Placeres has worked as a chef in Aspen since 1999 and founded his own culinary group, Aspen Culinary Solutions, in 2004. He operates privately and in corporate settings in cities such as New York, Miami, Los Angeles and Chicago.

High-end cannabis cuisine is Placeres’ latest venture, which he started pursuing in 2013. Recreational marijuana has been legal in Colorado since Jan. 1, 2014.




“The more I started thinking about it, the more excited I got,” Placeres said. “So I started creating some recipes.”

Some of Placeres’ original dishes include his pot paella, squid-ink gnocchi with snapper cooked in cannabis oil, blinis — or Russian pancakes — with “medicated” caviar, and cannabutter-seared scallops over Olathe corn and pancetta.

Placeres will feature some of his fine-dining cannabis dishes and more in a cookbook he currently is working on, “T.H.C.uisine.”

“T.H.C.uisine” also will explain the process of decarboxylation, or extracting the cannabinoids, in order to properly cook with it in the kitchen.

All marijuana-infused dishes must cook at a particular temperature for a certain amount of time in order for the THC to be released, Placeres said.
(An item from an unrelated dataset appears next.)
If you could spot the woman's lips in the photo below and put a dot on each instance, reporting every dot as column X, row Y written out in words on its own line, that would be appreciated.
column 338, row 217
One of the simplest ways Placeres infuses his dishes with marijuana is by incorporating the cannabis into a fat soluble — i.e. oils or butters.
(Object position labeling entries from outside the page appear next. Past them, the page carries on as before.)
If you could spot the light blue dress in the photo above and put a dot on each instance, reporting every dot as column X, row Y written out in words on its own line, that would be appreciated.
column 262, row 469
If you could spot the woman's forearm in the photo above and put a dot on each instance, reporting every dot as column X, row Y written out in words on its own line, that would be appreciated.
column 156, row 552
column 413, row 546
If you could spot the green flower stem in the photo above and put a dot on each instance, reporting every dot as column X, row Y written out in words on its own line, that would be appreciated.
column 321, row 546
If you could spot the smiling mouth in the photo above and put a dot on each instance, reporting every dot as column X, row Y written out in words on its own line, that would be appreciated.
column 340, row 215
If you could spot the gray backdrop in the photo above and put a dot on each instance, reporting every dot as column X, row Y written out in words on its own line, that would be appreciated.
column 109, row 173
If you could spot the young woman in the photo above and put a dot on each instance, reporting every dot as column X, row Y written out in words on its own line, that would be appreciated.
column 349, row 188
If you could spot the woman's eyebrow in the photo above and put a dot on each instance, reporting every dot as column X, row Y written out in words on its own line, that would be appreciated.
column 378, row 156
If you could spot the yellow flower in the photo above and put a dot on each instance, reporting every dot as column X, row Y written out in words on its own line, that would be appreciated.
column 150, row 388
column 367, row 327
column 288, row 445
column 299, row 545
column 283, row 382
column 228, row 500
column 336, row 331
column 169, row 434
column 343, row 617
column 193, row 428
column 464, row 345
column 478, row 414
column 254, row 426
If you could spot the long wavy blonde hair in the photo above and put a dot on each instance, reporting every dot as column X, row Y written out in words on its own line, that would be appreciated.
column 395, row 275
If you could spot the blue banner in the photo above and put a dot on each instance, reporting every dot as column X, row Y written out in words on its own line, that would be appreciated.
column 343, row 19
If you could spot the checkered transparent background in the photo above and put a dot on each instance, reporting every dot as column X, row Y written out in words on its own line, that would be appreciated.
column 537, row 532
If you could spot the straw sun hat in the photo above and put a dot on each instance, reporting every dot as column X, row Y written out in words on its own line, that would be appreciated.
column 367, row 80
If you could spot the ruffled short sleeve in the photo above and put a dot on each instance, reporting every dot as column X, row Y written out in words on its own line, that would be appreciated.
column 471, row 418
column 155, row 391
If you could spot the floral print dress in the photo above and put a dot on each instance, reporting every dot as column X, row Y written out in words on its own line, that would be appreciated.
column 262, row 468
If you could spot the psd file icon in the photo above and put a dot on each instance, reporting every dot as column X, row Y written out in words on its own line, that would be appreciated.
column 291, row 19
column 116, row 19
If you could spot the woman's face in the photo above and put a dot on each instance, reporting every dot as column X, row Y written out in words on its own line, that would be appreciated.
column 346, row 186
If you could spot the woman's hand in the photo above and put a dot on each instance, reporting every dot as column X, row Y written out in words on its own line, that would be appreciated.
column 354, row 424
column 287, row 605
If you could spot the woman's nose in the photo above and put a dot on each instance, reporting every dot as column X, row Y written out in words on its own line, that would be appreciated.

Placeres prepares what he calls his “magic” or “dope” sauces, which he marinates and flavors a number of various proteins and grains with.

Placeres’ clientele include private families, many of whom visit Aspen from Miami, Los Angeles and New York, Placeres said, and who book the chef for anything from “cannabrunches” and cocktail parties to nine-course dinners with 10 to 40 guests.
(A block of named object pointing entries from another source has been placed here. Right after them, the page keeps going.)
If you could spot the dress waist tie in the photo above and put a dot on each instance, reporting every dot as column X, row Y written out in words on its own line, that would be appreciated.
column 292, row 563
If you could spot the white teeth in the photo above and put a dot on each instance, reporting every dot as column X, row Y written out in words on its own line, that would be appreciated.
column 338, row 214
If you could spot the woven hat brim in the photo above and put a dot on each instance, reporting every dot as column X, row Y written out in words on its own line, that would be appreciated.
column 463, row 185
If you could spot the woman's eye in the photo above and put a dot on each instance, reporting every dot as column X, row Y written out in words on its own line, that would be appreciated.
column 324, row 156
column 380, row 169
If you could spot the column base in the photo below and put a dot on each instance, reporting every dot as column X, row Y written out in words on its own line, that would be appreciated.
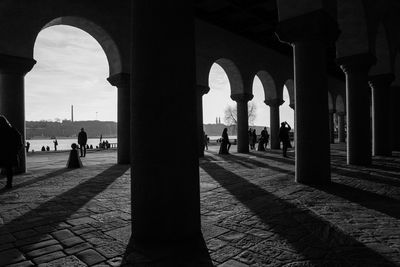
column 189, row 252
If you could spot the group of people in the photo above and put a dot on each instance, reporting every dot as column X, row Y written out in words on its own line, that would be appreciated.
column 262, row 141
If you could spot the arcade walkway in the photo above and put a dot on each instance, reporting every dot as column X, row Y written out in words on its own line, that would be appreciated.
column 253, row 214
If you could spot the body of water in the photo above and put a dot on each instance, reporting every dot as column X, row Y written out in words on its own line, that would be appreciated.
column 63, row 144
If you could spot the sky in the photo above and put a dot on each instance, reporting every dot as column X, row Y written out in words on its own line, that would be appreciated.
column 72, row 69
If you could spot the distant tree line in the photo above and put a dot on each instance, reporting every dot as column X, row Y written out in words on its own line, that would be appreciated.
column 67, row 128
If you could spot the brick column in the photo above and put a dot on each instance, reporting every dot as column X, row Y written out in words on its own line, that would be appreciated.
column 331, row 126
column 309, row 34
column 341, row 127
column 201, row 91
column 381, row 114
column 122, row 82
column 274, row 121
column 242, row 121
column 358, row 95
column 12, row 96
column 165, row 182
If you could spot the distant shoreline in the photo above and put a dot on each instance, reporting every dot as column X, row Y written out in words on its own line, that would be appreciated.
column 65, row 137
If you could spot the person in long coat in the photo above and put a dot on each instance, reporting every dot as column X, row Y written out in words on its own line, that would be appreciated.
column 225, row 144
column 284, row 137
column 82, row 140
column 11, row 145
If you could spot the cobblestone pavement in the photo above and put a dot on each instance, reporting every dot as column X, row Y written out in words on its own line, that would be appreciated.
column 253, row 213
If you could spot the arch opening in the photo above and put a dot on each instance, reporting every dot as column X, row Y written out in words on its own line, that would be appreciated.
column 71, row 70
column 286, row 113
column 102, row 37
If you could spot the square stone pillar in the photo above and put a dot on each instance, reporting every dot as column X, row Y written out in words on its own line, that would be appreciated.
column 12, row 96
column 165, row 180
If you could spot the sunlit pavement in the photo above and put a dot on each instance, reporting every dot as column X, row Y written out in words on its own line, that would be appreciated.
column 253, row 213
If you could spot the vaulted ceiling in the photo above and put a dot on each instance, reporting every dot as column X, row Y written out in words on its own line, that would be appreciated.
column 255, row 20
“Randy’s energy and fun-loving personality make each meal more than a dish, but an experience one wants to have over and over again,” said Devon Olivia, whose family has hired Placeres as a private chef for nearly 20 years.

“The flavors he creates and his passion for creating unique dishes sets him apart from other famous chefs,” Olivia said.

While Placeres said he hopes to become one of the top chefs in the country cooking with cannabis, he is far more than a cannabis chef.

A few of Placeres’ career highlights include working at the 2004 Winter X Games, when he and his Aspen Culinary Solutions team prepared 16,000 meals in six days during their first year in business.

He’s worked Food & Wine festivals in New York City and South Beach, catered a dinner for basketball star Lebron James last weekend and has been flown across the world by families craving a taste of home.

“Randy’s cooking is in a league of itself,” Olivia said. “Yet the thing that most sets Randy apart is the passion and love he puts into every dish.”